Lecture on Social Philosophy and Civil Society.
Assoc. Prof. Dr. David K. Ambuel, a 1999-2000 Fulbright scholar in philosophy from the department of Classics, Philosophy, and Religion, Mary Washington College, Fredericksburg, Virginia, U.S.A. delivered a special lecture on the above topic on October 29, 1999 at the Multimedia Room of Assumption Building. The meeting was sponsored by the Graduate School of Philosophy and Religious Studies and the following are the highlights of his lecture which was followed by a lively exchange of questions and answers.
- What is Civil Society?
It is an ambiguous term. However, it may be defined both empirically and normatively.
- Empirical Definitions of Civil Society.
- The collection of all groups and associations in a state that are independent of state governmental control, are formed and act freely, in accordance with goals set by the members of those associations.

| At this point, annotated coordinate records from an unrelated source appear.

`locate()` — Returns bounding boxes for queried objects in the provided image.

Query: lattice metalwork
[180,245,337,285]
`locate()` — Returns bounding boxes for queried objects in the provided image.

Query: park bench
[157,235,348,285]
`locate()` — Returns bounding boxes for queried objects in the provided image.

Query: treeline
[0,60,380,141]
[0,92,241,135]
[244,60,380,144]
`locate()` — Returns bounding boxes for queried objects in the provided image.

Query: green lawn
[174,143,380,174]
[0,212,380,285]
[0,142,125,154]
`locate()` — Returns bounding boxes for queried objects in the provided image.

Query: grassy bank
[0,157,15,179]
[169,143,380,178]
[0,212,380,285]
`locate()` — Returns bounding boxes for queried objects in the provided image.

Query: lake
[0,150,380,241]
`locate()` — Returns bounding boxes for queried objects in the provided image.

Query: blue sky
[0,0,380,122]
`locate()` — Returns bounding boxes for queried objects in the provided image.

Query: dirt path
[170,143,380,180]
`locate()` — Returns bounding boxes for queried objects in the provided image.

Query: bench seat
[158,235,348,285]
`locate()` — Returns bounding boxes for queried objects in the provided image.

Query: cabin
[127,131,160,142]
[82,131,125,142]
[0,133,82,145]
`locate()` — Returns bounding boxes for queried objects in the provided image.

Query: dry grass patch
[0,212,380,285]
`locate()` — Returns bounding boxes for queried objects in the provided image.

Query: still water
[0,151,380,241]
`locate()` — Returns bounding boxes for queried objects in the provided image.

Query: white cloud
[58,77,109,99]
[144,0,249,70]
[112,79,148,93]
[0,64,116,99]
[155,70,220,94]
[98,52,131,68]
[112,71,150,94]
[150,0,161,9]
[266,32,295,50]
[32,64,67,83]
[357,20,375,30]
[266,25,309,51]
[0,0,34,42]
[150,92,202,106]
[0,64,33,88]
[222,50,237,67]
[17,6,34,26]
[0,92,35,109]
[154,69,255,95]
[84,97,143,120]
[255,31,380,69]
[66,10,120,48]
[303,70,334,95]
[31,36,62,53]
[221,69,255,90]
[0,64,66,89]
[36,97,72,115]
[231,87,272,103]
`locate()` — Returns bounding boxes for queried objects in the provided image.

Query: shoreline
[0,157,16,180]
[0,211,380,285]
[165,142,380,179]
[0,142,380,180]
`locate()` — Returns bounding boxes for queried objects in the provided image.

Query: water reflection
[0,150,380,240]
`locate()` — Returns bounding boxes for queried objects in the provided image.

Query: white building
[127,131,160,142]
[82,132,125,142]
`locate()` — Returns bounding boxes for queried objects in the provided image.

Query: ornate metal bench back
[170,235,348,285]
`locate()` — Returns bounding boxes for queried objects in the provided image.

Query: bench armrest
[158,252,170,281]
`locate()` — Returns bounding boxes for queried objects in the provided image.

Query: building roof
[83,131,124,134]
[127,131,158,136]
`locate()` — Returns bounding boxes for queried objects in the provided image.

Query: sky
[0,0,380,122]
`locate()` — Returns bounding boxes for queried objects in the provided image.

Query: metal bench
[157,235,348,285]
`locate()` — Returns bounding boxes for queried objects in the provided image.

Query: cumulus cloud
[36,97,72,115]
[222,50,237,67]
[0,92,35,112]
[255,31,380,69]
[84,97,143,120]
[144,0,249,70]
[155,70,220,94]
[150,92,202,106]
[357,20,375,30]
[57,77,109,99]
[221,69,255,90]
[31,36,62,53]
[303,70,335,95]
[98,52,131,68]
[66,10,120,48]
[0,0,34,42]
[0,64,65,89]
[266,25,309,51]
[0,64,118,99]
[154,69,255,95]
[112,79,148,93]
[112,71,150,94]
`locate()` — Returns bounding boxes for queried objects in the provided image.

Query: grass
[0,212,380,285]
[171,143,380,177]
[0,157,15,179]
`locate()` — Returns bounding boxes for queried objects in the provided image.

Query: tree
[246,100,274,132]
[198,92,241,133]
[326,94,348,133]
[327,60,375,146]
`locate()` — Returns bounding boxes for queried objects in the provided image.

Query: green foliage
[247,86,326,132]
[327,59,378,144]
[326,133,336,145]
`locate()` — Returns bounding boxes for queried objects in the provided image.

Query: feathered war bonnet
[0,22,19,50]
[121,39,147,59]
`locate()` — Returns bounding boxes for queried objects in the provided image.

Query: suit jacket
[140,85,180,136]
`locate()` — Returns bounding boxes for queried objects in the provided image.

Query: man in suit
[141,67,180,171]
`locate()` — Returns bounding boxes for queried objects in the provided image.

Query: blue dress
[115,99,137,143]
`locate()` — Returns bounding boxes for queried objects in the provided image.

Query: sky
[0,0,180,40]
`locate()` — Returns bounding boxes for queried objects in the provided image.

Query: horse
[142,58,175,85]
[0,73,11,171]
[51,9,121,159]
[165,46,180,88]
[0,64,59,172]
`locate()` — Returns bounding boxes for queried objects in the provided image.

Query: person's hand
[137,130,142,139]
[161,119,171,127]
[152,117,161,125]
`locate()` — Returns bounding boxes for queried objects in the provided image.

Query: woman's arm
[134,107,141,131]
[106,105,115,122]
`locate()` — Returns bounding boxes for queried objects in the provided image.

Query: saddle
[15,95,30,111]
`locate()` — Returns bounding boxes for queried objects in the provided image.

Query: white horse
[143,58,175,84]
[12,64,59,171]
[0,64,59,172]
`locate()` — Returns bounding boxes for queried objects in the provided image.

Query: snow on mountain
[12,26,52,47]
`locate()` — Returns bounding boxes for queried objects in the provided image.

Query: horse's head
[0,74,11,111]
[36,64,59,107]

- The collection of all free and independent associations in a state, in which the acts of those associations are sufficient to structure a stable society, apart from any regulation or control imposed by state powers.
- The collection of all free and independent associations in a state in which those associations have significant influence over the direction and decisions of state policy making mechanisms
- Normative Definitions of Civil Society.
- the Collection of all free and independent association in a state, insofar as those associations impose a limit on state power and thereby secure the liberties and rights of individuals.
- The collection of all free and independent association in a state, insofar as those associations are a source of moral norms, civic virtue, and mutual respect.
- Civil Society as a Contingent, Historical Development in Europe.
- No model for state/society distinction in Greek political thought.
- Medieval Christianity and the concept of two societies in one world.
- Rise of absolutism and centralized power.
- Development of Civil Society and the sphere of public opinion in 18th and 19th centuries.